13
The Center’s course addressed to the fishermen
of Edku’s lake around their legal rights included in the law 123:
LCHR monitored the elections’ process in the Fishermen Cooperative Society in
Edku. LCHR’s members met with the Lake’s most active fishermen. Their aims were
to investigate the electoral process there on the one hand, and to attempt to
alert both the voters and the candidates of their rights stated in the law 123
which deals with the elections of the Fishermen Cooperative Societies, on the
other. These meetings were very well received on the side of the fishermen and
their leaders in that region. Of the main issues that occupied a vast space of
the conversations held with the fishermen were the ambitions they seek to
achieve, and to what extent the law of elections accords with these ambitions.
These conversations exposed many deficiencies in the law, and expressed the
fishermen’s desire to modify these deficiencies, so that the law accords with
their actual needs. The elections showed how positive most of the fishermen are,
and how much they really do want to change their actuality. This positive
attitude showed in the hastening of many of them to set themselves as
candidates, (which is a first hand experience in Edku’s society, as the board of
directors used to be selected and employed by an unopposed recommendation).
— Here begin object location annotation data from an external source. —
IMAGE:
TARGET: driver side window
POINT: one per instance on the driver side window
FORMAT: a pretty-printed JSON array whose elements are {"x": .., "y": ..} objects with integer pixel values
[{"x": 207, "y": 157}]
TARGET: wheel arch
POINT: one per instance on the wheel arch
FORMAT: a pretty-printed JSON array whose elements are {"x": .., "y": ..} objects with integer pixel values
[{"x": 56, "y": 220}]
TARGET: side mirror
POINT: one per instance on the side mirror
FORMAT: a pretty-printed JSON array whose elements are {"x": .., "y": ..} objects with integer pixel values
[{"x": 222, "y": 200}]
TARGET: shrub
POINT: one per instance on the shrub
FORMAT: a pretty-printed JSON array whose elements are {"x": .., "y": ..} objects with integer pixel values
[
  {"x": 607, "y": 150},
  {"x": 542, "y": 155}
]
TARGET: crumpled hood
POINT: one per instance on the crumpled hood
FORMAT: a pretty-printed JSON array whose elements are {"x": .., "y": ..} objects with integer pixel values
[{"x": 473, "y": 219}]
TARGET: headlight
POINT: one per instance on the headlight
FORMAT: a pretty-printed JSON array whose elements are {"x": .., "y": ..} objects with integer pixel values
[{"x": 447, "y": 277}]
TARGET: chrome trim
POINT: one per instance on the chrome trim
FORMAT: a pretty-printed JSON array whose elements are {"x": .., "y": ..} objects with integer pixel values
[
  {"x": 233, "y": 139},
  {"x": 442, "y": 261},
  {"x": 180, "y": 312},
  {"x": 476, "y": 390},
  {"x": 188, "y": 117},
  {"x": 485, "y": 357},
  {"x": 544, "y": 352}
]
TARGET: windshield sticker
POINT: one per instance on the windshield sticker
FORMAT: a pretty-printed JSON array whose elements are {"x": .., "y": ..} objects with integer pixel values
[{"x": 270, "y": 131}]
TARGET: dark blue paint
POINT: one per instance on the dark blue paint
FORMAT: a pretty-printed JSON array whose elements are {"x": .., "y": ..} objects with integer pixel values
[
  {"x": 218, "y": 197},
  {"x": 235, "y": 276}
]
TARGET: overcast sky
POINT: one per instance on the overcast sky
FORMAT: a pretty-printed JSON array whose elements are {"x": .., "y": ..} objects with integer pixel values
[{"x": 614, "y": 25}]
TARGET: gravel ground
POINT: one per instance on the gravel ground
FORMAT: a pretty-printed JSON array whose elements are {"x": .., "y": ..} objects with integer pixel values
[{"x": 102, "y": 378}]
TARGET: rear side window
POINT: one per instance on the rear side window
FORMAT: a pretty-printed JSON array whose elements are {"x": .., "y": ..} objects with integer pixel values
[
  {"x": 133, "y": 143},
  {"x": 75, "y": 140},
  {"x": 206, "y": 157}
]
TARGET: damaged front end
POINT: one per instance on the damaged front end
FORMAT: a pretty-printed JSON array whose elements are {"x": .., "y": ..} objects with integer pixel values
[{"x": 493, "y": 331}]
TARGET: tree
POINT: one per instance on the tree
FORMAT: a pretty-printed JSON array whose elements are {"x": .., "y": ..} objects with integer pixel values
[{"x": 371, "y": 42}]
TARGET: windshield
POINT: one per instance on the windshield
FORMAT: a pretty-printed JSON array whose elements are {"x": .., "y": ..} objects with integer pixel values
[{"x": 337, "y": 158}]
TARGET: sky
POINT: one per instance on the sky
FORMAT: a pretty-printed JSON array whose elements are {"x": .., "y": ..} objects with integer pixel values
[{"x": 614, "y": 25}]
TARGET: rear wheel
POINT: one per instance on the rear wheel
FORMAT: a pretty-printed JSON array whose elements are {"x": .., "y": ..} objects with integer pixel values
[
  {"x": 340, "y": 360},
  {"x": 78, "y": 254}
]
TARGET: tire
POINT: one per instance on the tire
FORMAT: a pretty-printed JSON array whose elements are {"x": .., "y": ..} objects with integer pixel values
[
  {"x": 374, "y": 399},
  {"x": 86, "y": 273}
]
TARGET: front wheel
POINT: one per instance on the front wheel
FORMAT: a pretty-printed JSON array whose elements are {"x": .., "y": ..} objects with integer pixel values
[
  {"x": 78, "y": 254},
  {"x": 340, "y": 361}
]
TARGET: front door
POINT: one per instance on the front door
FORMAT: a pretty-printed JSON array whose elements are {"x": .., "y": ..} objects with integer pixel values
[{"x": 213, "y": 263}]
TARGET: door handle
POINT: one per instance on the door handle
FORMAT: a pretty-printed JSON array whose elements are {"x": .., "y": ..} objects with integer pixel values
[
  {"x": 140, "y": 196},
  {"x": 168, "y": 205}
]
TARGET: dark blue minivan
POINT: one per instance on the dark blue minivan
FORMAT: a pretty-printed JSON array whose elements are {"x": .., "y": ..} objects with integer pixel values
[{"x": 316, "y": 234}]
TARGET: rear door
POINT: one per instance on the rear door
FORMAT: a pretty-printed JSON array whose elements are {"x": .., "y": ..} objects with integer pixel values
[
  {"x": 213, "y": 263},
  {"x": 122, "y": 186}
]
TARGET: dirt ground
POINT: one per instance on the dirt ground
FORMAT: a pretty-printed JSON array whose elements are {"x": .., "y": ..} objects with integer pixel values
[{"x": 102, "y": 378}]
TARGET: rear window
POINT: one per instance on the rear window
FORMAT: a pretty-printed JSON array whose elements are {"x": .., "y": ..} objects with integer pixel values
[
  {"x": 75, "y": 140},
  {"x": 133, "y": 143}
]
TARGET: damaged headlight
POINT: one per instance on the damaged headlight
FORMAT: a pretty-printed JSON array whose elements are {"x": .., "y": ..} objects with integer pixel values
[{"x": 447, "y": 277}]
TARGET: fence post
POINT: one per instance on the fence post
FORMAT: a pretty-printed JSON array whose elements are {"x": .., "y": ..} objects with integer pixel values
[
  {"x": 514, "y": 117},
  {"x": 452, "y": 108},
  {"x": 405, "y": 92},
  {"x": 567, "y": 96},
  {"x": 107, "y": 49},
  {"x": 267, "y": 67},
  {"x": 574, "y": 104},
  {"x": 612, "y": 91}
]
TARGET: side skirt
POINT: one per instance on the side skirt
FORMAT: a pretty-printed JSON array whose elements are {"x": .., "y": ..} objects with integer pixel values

LCHR’s interaction with the fishermen in general and with their candidates in
particular had a great role in alerting them to their rights in the electoral
process and in helping them to pass the legal procedures related to it
successfully. Moreover, it enlightened them about the course of the electoral
process itself from the first moment of opening the constituencies, and the role
they should play. It discussed as well the long absent role of the society, as
well as urging the candidates to present electoral programs that touch the
actual needs of all categories of fishermen. LCHR’s active members were present
during and after the electoral procedures, as they held conversations and
sessions to enlighten the fishermen and their families about their rights on
every scale. 
Many fishermen appreciated the role of LCHR and expressed their desire for the
continual existence of the center’s members among them to discuss more issues
concerning the problems that they face in both their work and their lives. Also,
to deepen their awareness of the rights the law, the constitution, the human
rights and the international covenants grant them.